Avevo finito da poco di leggere “I Vagabondi del Dharma” di Jack Kerouac, ormai potevo considerarmi un appassionato di uno dei più grandi padri della beat generation americana. Mi sentivo infondere nell’animo una sensazione di mitezza, nitida contemplazione esistenziale su cui stendere le mie preoccupazioni, le mie paranoie. Poi in quei giorni lessi un’intervista degli Agalloch, sapendo che era uscito il loro nuovo album ed ero curioso di vedere cosa avessero combinato dopo ben 4 anni di silenzio da “The Mantle”.
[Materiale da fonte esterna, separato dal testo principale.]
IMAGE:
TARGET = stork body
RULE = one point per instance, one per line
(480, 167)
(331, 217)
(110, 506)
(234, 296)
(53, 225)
Il caso volle che il quartetto di Portland si trovasse a denunciare la politica di Bush e nel descrivere “le glorie dell’America” fecero il nome di Mark Twain e del mio tanto amato Kerouac. Già. Attraversare il deserto dell’Arizona ascoltando Tom Waits, scalare le dimenticate montagne californiane con uvetta e noccioline in tasca; e poi inoltrarsi nelle foreste del Nord Pacifico e meditare, e lasciarsi tutto alle spalle nel flusso di una vita che non sa ascoltare la preghiera della nostra anima tormantata; ed ascoltare il rumore dei cervi come quello che campeggia sulla copertina di “The Mantle”, e guardare l’orizzonte e il sole disperdersi nel rosso del crepuscolo, fumarsi una sigaretta nel nulla, perdersi nel silenzio, nella contemplazione della pioggia che cade lenta e sentirsi soli e dimenticati da Dio su quelle maledette montagne innevate. Si, queste sono cose che puoi fare solo in America.
Questo era lo stato d’animo in cui mi trovavo quando schiacciai il tasto play del lettore con dentro “Ashes Against The Grain” e quando le distorsioni di “Limbs” arrivarono, l’effetto fu disarmante. Gli Agalloch sono cambiati. Questo non è gothic-folk metal dagli accenti black come in “Pale Folklore”, non c’è l’ intimismo e la pacata delicatezza di “The Mantle”, e quelle atmosfere soffici e rassicuranti. “Ashes Against The Grain” NON è rassicurante. Le distorsioni qui soffocano, inebriano l’aria come in “Limbs", quando un arpeggio spezza la ruggine nel cielo e poi l’atmosfera si fa soffusa fino a un colpo repentino di batteria: ed ecco le chitarre distorte che fanno da padrone. Melodia che avvolge, melodia che ci stacca dal mondo, questa e la musica che amiamo, dannazione. Arrivai a pensare che questo fosse l’album gothic metal che avevo aspettato da tutta una vita. Ma questo NON è gothic metal.
Qui si gioca con il black soffuso degli Ulver, e poi con quel feeling che solo e soltanto i primi Katatonia erano capaci di creare, creando una forma in bilico tra il dark metal ambientale che solo loro riescono a gestire. In un oceano così vasto solo la melodia detta legge, qui non ci si preoccupa di nascondere (o mostrare) le proprie influenze, Qui si suona e basta. Qui c’è l’ emozione. Qui ci sono i Pink Floyd che affiorano e a volte persino gli Isis, in quel delicato affresco di suoni che ci fa rabbrividire sul divano con le cuffie nelle orecchie. Poi si sfiora il funeral, si toccano corde segrete dell’animo e un doom mestissimo sfocia all’orizzonte, ma quel che conta è l’apertura ariosa, la melodia che non ci fa disperare di fronte al senso ultimo dell’esistenza, ma ci fa commuovere. Siamo solo granelli di sabbia in un mare infinito, dicono gli Agalloch… Parole che possono turbarci e farci star male; ma questa è poesia, e non si può rimanere indifferenti. E poi la voce di Hughm si erge dal sospiro, si fa screaming sussurrato, un cantastorie notturno e dannato nella foresta della vita.
Io non posso far altro che invitarvi a seguirlo, anche se vi fa paura, così angoscioso, così inquieto, così nero. Perché il dolore ci fa soffrire, fatichiamo a trovarvi un senso, ma il dolore è anche poesia, e come tale sa come riscaldarci l’animo, il cuore e la vita.